In the face of the escalating trade tensions between China and the US, the Chinese manufacturing industry is undergoing an unprecedented test. The latest developments of Giantech, a company listed on the A-share market, reflect the difficult choices and transformation pains that Chinese enterprises are facing under global trade barriers.
On June 3, Giantech held its annual shareholder meeting for the year 2024. During the meeting, Chairman Qiu Jianping discussed the impact of current US tariff policies, stating that the company expects a decrease in order volume and subsequent impact on sales for the year.
To address the US tariff policies, Chairman Qiu Jianping announced at the meeting the plan to transfer 70%-80% of the production lines for products exported to the US to Southeast Asia and Latin America within the next two years.
As a global leader in hand tools and power tools manufacturing, Giantech heavily relies on the US market. In 2024, the company generated 63.44% of its total revenue from the Americas, amounting to 9.387 billion RMB.
During the shareholder meeting, Giantech’s Board Secretary, Zhou Siyuan, admitted that while the company anticipated US tariffs on Chinese products, they did not expect that products exported from Southeast Asian countries such as Vietnam, Cambodia, and Thailand, where the main overseas production bases of Giantech are located, would also be affected. Currently, the US imposes tariffs of 46% on goods from Vietnam, 49% on goods from Cambodia, and 36% on goods from Thailand.
On April 2, US President Trump announced global reciprocal tariffs. In preparation for negotiations on new tariffs with the US, an increasing number of Southeast Asian countries including Vietnam and Malaysia have explicitly stated their refusal to assist Chinese exporters in “origin washing”.
Prior to this, Taiwanese scholar Sun Guoxiang expressed to Dajiyuan that for export-oriented Chinese enterprises, the US remains their largest single market. Losing orders from the US would mean massive layoffs or even closures. While large enterprises can relocate manufacturing to Southeast Asia, it requires significant investment and takes one to two years.
Giantech expects a capital expenditure of $50 million in Southeast Asia in 2025 (approximately 360 million RMB), intended for land acquisition and factory construction. Additionally, the company needs to persuade suppliers to migrate synchronously in order to rebuild a complete supply chain system.
Zhou Siyuan anticipates that it will take three years for production costs in Southeast Asia to be on par with those in China. During this period, companies will face significant cost pressures. Currently, the company and its customers share 50% of the tariff costs, but these costs may gradually be passed on to consumers in the future, raising end-product prices.
According to the official website, Giant Holding Group, founded by Qiu Jianping in 1993 and headquartered in Hangzhou, Zhejiang, employs over 45,000 people, covering five core industries including tools, tires, forklifts, diesel engines, and robots, ranking 131st in the 2024 list of the top 500 private enterprises in China. The group owns four listed companies, with Giantech being a leading tool manufacturing enterprise in China.

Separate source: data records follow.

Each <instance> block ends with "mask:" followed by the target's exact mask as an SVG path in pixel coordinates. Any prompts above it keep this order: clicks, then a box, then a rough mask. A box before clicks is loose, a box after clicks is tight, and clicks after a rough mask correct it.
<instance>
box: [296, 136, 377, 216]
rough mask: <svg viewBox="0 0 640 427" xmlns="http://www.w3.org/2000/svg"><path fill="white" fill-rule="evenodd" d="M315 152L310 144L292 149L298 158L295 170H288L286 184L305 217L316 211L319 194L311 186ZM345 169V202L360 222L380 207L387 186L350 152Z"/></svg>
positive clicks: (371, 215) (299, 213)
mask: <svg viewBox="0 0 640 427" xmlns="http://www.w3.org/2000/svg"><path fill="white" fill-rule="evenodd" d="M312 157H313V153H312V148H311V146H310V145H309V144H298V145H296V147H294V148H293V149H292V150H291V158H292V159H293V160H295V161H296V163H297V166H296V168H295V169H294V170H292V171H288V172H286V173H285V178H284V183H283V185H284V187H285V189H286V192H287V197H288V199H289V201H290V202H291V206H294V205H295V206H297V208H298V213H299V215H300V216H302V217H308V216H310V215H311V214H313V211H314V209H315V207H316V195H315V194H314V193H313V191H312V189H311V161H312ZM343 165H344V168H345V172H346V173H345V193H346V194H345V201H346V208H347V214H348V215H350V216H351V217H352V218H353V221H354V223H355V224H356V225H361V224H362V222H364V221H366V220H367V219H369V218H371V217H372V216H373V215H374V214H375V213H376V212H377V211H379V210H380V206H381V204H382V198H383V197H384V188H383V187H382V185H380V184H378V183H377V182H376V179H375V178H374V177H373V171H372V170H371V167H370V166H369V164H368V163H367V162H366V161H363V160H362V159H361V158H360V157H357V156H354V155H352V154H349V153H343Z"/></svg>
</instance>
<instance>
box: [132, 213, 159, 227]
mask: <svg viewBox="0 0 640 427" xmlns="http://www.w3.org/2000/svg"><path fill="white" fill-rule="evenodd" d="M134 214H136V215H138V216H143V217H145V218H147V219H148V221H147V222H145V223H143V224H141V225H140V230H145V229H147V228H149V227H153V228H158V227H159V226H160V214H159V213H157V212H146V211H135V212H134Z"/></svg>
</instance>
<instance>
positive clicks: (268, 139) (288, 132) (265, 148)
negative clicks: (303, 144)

Vietnam is one of the relocation destinations planned by Giantech. The Vietnamese government recently cooperated with the US to strengthen supervision on “origin washing”.
Sun Guoxiang mentioned that despite Southeast Asian countries trying to maintain neutrality in political and economic aspects, the US’s trade blockade capabilities have significantly strengthened since 2018. The “detour strategy” of Chinese companies is facing increasingly stringent restrictions.
The predicament of Giantech is not an isolated case but rather a microcosm of the Chinese manufacturing industry in the new global trade landscape. Industry analysts believe that Giantech’s production relocation plan reflects the passive adaptation of the Chinese manufacturing industry to the drastic changes in the global trade landscape. This forced transformation not only increases operational costs for enterprises but also disrupts existing supply chain layouts. The experience of Giantech may just be the prelude to a wave of reshaping global supply chains.